Chechen rebel leader Aslan Maskhadov, whom Russian officials claim was a key figure behind last year's school hostage crisis and other deadly terrorist acts, has been killed, a spokesman for Russian forces said Tuesday. One report said Maskhadov was killed accidentally by his bodyguards.

Col. Ilya Shabalkin said Maskhadov was killed during a "special operation," but he did not elaborate.

The Interfax news agency later quoted Shabalkin as saying Maskhadov had been killed in Tolstoy-Yurt, a village in the northern sector of Chechnya that generally has been under the tight control of Russian forces.

Interfax, citing Chechnya's Kremlin-backed deputy prime minister, Ramzan Kadyrov, also reported that Russian forces intended to take Maskhadov alive, but he was killed by careless weapons-handling by his bodyguards. Three of Maskhadov's closest associates were detained, Interfax reported.

Kadyrov also reportedly said he had planned that Maskhadov would surrender and be offered a high-ranking position in his own security force.

Television channel NTV showed footage of Federal Security Service head Nikolai Patrushev telling President Vladimir Putin that Maskhadov had been killed in Tolstoy-Yurt.

Putin responded, "There is a lot of work here. We must augment the effort aimed at the defense of the citizens of the republic."

The channel also showed footage of a shirtless bearded corpse that resembled Maskhadov.

Earlier Tuesday, Russian officials reported detaining three rebels who were planning a large terrorist attack on the administration building in Tolstoy-Yurt.

Maskhadov led the Chechen separatists who fought Russian forces to a standstill in a 1994-96 war and he became the republic's president after the Russian military withdrew.

But he appeared to lose substantial influence to Chechen warlord Shamil Basayev, and by the time Russian forces returned to Chechnya in 1999, he was believed to command loyalty among only a relatively small faction of fighters.

Last year, Russia's Federal Security Service offered a reward of up to $10 million for information that could help "neutralize" Maskhadov and Basayev.

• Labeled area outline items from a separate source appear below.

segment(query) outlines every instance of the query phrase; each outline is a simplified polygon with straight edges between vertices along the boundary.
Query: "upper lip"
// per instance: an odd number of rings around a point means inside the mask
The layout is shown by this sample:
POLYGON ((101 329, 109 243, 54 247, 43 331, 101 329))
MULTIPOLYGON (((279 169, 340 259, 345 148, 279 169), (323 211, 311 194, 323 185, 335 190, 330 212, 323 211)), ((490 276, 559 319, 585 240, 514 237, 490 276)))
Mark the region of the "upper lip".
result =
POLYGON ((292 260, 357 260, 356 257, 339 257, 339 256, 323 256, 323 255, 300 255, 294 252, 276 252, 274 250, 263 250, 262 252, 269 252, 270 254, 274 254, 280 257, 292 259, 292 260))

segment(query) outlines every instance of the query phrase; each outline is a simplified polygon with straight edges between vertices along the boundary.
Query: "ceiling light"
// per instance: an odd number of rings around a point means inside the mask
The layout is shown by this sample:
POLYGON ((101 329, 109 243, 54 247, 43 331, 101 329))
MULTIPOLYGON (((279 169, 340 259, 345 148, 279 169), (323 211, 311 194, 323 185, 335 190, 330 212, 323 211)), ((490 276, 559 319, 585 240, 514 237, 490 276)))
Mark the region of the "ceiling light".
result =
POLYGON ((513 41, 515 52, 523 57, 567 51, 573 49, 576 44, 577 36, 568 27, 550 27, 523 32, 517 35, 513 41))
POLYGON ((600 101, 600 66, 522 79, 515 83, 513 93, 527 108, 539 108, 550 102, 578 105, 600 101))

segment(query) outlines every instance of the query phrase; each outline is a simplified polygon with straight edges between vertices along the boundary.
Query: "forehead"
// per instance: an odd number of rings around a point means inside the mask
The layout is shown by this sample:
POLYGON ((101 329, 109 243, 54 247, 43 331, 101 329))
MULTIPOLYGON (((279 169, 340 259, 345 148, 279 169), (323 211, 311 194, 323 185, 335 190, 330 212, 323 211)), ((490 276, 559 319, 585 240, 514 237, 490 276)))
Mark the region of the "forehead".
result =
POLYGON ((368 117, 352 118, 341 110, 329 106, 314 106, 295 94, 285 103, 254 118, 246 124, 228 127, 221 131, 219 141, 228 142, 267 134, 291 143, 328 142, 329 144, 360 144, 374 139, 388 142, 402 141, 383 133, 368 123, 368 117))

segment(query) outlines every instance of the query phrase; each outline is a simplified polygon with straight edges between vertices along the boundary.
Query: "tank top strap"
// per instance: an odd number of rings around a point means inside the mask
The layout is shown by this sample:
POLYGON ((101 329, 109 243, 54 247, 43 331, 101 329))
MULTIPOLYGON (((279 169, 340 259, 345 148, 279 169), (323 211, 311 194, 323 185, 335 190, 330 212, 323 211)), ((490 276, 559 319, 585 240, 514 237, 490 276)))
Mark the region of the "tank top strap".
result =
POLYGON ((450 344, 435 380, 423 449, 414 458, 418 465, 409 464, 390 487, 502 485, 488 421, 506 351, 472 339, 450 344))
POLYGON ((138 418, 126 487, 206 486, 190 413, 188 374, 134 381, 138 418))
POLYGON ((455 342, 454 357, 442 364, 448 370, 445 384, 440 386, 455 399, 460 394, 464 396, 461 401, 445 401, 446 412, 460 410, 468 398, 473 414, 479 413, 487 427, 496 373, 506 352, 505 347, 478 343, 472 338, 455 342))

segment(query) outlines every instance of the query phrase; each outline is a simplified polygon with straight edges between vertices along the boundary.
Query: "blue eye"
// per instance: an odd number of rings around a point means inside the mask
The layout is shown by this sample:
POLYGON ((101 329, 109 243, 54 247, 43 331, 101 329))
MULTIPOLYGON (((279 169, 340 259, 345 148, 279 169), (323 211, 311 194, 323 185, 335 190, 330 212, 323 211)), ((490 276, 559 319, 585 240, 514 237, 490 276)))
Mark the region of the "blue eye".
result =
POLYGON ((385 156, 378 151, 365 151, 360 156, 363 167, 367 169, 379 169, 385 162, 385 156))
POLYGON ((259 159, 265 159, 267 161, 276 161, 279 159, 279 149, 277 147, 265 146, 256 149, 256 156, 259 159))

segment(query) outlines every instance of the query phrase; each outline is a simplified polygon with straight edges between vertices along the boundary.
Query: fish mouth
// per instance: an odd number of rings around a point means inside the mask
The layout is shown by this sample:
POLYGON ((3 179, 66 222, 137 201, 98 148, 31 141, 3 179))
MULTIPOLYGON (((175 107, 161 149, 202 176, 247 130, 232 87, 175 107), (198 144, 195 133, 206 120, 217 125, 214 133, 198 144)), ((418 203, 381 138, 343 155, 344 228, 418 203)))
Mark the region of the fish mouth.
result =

Maskhadov was regarded by some observers as comparatively moderate, in contrast to Basayev, an adherent of the strict Wahhabi sect of Islam who has claimed responsibility for some of Russia's most horrifying terrorist attacks, including last year's seizure of a school in Beslan that ended with the deaths of more than 330 people, about half of them children.

Russian officials consistently have alleged Maskhadov was connected to terrorist attacks such as the school seizure and the 2002 seizure of 800 hostages at a Moscow theater. Maskhadov denied involvement in those attacks.

A temporary cease-fire called by Maskhadov expired late last month on the 61st anniversary of the Stalin-era deportation of Chechens to the barren steppes of then-Soviet Central Asia.

Maskhadov had ordered his fighters, including Basayev, to observe a weekslong cease-fire through Feb. 22, the eve of the anniversary. He also renewed a call for talks with the Russian leadership, which has consistently turned them down.

Russian officials had dismissed the cease-fire call as a publicity stunt and maintained that rebels kept up their attacks.